Stories
Slash Boxes
Comments

SoylentNews is people

posted by martyb on Wednesday November 14 2018, @05:42PM   Printer-friendly
from the How-did-they-get-all-that-money? dept.

Nintendo wins $12m lawsuit against ROM sites run by a married couple

Nintendo has won a legal battle against pirate ROM websites LoveROMS.com and LoveRETRO.co. The judgement from the Arizona court has resulted in the owners of the now-defunct sites having to pay the Japanese game developer $12.23 million in damages.

The ROM site owners are married couple Jacob and Cristian Mathias, who registered the two sites under their company, Mathias Designs. Their legal troubles started this past summer when Nintendo filed a complaint with the federal court against them. In order to avoid a drawn-out legal battle the couple took down the two websites in July and put up a notice that said they were under maintenance.

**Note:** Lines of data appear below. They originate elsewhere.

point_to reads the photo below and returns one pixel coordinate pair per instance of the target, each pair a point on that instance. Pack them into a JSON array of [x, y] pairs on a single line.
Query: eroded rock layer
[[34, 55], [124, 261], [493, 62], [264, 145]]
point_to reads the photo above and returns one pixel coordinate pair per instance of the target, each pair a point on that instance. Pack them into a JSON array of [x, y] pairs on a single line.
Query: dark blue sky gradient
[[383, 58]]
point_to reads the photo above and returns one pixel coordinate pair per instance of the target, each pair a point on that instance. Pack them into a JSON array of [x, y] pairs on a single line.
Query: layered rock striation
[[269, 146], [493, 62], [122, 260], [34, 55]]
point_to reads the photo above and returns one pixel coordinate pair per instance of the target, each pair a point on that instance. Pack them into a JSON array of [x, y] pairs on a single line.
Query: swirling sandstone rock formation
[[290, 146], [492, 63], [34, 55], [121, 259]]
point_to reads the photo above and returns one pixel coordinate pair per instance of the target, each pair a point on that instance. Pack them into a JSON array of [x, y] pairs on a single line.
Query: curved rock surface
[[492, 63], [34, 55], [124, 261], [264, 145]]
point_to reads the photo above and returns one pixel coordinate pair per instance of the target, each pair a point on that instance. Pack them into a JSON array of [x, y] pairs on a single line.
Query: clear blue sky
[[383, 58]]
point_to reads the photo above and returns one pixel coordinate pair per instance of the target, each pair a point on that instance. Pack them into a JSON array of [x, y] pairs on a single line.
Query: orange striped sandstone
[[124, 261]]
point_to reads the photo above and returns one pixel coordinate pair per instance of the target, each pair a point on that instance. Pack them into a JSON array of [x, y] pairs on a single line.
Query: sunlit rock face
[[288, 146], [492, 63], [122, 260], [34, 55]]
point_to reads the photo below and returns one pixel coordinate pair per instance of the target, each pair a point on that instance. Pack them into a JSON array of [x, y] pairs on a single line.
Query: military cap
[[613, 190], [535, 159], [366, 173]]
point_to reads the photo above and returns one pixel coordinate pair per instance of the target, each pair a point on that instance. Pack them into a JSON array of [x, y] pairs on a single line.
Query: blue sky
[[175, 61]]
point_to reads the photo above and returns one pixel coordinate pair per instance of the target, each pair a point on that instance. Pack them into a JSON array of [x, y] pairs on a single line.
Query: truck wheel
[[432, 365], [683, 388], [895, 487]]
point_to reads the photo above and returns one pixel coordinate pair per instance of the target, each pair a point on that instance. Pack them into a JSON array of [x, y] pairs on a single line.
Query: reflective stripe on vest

As TorrentFreak notes, however, the couple soon owned up and admitted to both direct and indirect copyright as well as trademark infringement of Nintendo's games and other copyrighted content. The two ROM sites the Mathias couple ran offered pirated copies of Nintendo's retro games, including Super Mario World, Mario Kart 64, Super Mario All-Stars, and many more. People were able to download these pirate copies and play them on PC and other platforms they weren't intended for with an emulator, thereby bypassing Nintendo's hardware ecosystem entirely.

As the paperwork obtained by TorrentFreak shows, both parties – the Mathias couple and Nintendo – have now reached an agreement after the dispute was raised this summer.

Also at Motherboard.

Previously: Nintendo Sues ROM Sites
EmuParadise Removes ROMs After Nintendo Sued Other ROM Sites


Original Submission

 
This discussion has been archived. No new comments can be posted.
Display Options Threshold/Breakthrough Mark All as Read Mark All as Unread
The Fine Print: The following comments are owned by whoever posted them. We are not responsible for them in any way.
  • (Score: 3, Interesting) by stretch611 on Wednesday November 14 2018, @06:30PM (2 children)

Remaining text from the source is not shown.